Nas piores horas, quando a crise estoura, bancamos a Poliana __alguém se lembra do livrinho que fez a cabeça de milhares, anos atrás?__e apelamos para o “jogo do contente” e sua verdade absoluta:

-- Tudo podia ser pior. (Então é melhor se resignar).

Podia mesmo? Tem certeza? O que pode ser pior que a resignação motivada pelo comodismo ou pela covardia? A constatação de que a vida passou e você, igual à Carolina, não viu? Só se for isso...

Nunca fui com os "cornos" dessa Poliana. Já abdiquei de bons salários porque não era feliz no emprego. De casamento feliz que chegou ao fim, antes que a amizade também fosse pro brejo. De amizades que não me davam nada na famosa “troca” de afeto. De objetivos que não passavam de miragens, por mais que eu me esforçasse.
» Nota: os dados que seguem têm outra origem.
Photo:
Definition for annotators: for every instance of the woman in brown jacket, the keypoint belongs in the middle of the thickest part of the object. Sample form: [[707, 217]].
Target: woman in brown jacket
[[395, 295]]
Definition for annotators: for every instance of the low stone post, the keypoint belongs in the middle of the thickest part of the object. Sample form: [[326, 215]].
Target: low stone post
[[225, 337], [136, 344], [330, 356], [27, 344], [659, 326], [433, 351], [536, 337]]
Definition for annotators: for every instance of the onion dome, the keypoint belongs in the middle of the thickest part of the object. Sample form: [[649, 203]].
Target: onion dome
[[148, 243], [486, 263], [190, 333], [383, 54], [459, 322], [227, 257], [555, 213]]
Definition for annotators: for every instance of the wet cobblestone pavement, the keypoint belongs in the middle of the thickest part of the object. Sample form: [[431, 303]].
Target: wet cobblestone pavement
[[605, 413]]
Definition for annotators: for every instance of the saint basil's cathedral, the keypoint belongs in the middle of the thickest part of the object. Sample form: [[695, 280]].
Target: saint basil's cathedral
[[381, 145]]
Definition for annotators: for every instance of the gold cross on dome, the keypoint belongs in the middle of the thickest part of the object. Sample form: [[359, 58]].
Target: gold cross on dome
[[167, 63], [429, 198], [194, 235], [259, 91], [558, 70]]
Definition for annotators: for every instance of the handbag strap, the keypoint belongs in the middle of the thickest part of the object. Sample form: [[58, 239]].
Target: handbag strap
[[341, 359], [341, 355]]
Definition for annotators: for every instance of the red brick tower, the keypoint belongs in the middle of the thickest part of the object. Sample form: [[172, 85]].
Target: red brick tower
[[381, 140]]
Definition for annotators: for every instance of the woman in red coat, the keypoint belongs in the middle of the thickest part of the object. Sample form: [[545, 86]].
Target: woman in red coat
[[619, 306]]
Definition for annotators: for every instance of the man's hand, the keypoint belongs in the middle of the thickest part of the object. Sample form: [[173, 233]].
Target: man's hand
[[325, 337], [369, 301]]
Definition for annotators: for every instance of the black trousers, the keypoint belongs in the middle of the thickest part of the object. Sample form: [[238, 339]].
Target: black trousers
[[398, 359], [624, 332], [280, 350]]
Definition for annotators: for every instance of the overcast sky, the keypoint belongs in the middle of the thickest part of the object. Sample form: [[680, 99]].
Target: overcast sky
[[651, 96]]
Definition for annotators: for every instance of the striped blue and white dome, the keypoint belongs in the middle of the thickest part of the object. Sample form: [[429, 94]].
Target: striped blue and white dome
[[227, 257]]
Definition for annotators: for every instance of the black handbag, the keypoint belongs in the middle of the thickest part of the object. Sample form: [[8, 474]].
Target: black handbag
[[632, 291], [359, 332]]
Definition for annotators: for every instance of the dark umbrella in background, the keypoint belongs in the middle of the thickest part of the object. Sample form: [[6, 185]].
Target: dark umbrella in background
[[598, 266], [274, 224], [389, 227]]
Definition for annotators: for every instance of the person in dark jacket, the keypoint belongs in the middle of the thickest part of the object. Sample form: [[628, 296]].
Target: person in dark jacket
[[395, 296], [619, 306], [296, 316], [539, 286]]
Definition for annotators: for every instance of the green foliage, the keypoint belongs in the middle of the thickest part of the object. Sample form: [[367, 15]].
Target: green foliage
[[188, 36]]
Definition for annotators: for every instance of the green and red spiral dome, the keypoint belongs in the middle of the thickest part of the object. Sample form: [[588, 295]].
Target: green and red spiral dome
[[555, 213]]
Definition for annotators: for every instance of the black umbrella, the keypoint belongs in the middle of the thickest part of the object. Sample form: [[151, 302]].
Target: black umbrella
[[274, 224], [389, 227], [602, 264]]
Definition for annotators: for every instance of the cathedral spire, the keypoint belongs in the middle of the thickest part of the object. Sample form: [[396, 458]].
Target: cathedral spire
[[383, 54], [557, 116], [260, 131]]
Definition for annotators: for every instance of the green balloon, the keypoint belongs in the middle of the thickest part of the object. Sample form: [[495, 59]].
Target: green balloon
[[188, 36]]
Foi duro, mas depois valeu a pena não entregar os pontos e viver de comodismo ou sonho.

Pode doer muito abdicar da conveniência das situações, principalmente daquela conveniência que te faz ter ilusões disfarçadas de esperança. Talvez valha mais a pena encarar logo que as coisas não vão tomar o rumo que você espera, porque costuma doer menos cortar a mentira pela raiz. Se tudo o que você pensa ter é justamente a mentira, a promessa, o desejo, a expectativa... na realidade, o que tem a perder? Às vezes é melhor ter um “nada” de verdade do que um mundo inteiro de ilusão.

Eu, pelo menos, sou daquelas que despreza o fake. Experimente colocar um colar de pérolas no pescoço da sua ilusão e me diga se ela, mesmo que seja linda e perfeita como uma estrela de cinema, consegue se passar por Audrey Hepburn.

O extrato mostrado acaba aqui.